"97xxoo"是1997年阳光里藏着的童年暗号,像颗裹着糖纸的玻璃弹珠,在老槐树的影子里滚过,或许是课桌上刻下的秘密标记,是放学路上约定的手势,又或是小伙伴间心照不宣的游戏暗语,那年夏天风里带着青草香,我们用这串简单的字符圈住无忧时光,把"秘密"藏进蝉鸣与晚霞,成为长大后再也解不开的、带着阳光温度的童年密码。
二十多年后,我在旧相册里翻到一张泛黄的照片:七个扎羊角辫的小姑娘挤在梧桐树下,手里举着半块融化的奶油雪糕,笑得露出缺了门牙的牙龈,照片背面用铅笔歪歪扭扭写着:“97xxoo,永远好朋友!”
那一刻,“97xxoo”这串突然从记忆深处跳出来的字符,像一颗被阳光晒暖的糖,在舌尖化开——原来不是无意义的代号,而是1997年,我们这群七岁孩子发明的“友谊密码”。
1997年的夏天,热得连风都带着柏油路的焦味,我们住的老家属院里,有一棵比三层楼还高的梧桐树,树下是我们的“秘密基地”,每天下午,妈妈们锁上院门去上班,我们就从各自的窗户里翻出来,蹲在梧桐树下玩“过家家”。
“97”是我们的“代号”——1997年,我们刚好七岁,七个女孩,一个不多,一个不少,而“xxoo”,是隔壁大姐姐教我们的“暗语”:她比我们大两岁,刚上小学三年级,说这是“亲亲抱抱”的意思,是我们这群“小不点”表达喜欢的方式。
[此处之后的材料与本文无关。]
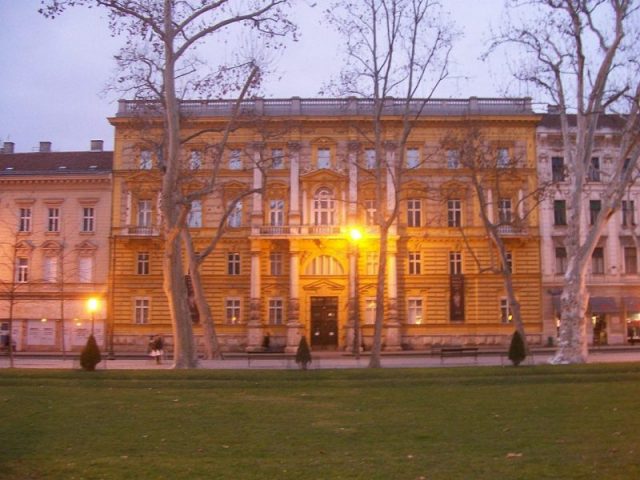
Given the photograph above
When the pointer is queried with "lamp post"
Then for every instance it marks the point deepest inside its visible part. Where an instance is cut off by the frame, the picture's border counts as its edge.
(92, 306)
(356, 235)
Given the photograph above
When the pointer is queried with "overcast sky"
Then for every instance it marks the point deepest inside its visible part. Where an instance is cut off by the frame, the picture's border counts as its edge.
(54, 72)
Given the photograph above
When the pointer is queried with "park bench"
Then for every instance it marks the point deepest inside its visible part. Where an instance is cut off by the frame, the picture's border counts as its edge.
(459, 352)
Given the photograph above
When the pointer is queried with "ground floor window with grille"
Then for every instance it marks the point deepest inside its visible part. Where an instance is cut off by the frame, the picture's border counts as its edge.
(232, 311)
(142, 310)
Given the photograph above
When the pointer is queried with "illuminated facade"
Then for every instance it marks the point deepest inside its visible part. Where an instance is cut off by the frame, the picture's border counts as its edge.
(286, 265)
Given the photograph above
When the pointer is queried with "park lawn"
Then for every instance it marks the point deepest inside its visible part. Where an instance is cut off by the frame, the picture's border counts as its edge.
(450, 423)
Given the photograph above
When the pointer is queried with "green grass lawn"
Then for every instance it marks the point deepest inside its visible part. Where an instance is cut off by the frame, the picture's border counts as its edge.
(449, 423)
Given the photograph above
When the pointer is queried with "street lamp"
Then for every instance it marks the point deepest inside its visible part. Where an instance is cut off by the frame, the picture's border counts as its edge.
(92, 306)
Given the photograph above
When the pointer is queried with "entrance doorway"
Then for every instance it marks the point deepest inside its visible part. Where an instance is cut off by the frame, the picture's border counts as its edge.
(324, 323)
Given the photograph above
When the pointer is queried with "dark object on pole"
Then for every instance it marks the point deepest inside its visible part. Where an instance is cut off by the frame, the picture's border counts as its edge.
(90, 355)
(517, 351)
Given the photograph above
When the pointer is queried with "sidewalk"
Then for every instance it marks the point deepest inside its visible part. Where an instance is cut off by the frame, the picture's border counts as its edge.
(321, 360)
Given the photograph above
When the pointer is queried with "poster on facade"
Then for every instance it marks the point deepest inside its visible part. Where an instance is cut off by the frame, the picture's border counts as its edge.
(456, 300)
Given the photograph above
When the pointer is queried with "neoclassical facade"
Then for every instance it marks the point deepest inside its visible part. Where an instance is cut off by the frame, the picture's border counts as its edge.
(286, 265)
(54, 246)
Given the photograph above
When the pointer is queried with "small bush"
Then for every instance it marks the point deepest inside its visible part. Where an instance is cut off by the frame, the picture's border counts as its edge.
(90, 355)
(517, 351)
(303, 354)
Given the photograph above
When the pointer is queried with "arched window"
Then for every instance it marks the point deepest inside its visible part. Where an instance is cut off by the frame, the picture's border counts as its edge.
(324, 265)
(323, 207)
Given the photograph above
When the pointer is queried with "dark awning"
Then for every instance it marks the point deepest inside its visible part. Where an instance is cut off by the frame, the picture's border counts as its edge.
(632, 304)
(603, 305)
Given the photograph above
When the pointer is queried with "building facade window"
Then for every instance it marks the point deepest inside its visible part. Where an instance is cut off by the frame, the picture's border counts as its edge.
(454, 213)
(455, 263)
(142, 264)
(414, 212)
(24, 224)
(232, 311)
(559, 212)
(53, 219)
(414, 311)
(142, 310)
(275, 311)
(233, 263)
(415, 264)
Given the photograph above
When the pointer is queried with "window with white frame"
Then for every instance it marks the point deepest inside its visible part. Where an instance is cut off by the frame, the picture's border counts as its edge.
(85, 269)
(233, 263)
(455, 263)
(53, 219)
(142, 310)
(454, 213)
(414, 311)
(25, 220)
(275, 311)
(232, 311)
(324, 158)
(323, 207)
(414, 212)
(194, 218)
(22, 270)
(276, 212)
(373, 263)
(88, 219)
(505, 311)
(415, 267)
(142, 263)
(413, 158)
(275, 263)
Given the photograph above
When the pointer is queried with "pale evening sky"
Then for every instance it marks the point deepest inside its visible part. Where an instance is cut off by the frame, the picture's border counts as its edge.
(54, 72)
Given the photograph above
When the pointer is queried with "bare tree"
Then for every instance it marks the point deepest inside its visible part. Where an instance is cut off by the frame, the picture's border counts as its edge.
(583, 56)
(158, 62)
(392, 47)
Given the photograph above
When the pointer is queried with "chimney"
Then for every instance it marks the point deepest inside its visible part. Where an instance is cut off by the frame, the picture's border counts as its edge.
(97, 145)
“97xxoo”成了我们的接头暗号,早上上学前,在楼下喊一声“97xxoo!”,就会有一扇窗户“哗啦”打开,一个小姑娘探出头,背着印着小熊的书包跑出来;放学后,如果有人没来,大家就在梧桐树下画圈圈,嘴里念叨“97xxoo,快点来”,直到那个红着眼睛的小姑娘背着被妈妈批评的委屈跑过来,我们一拥而上,把剥好的大白兔奶糖塞进她嘴里。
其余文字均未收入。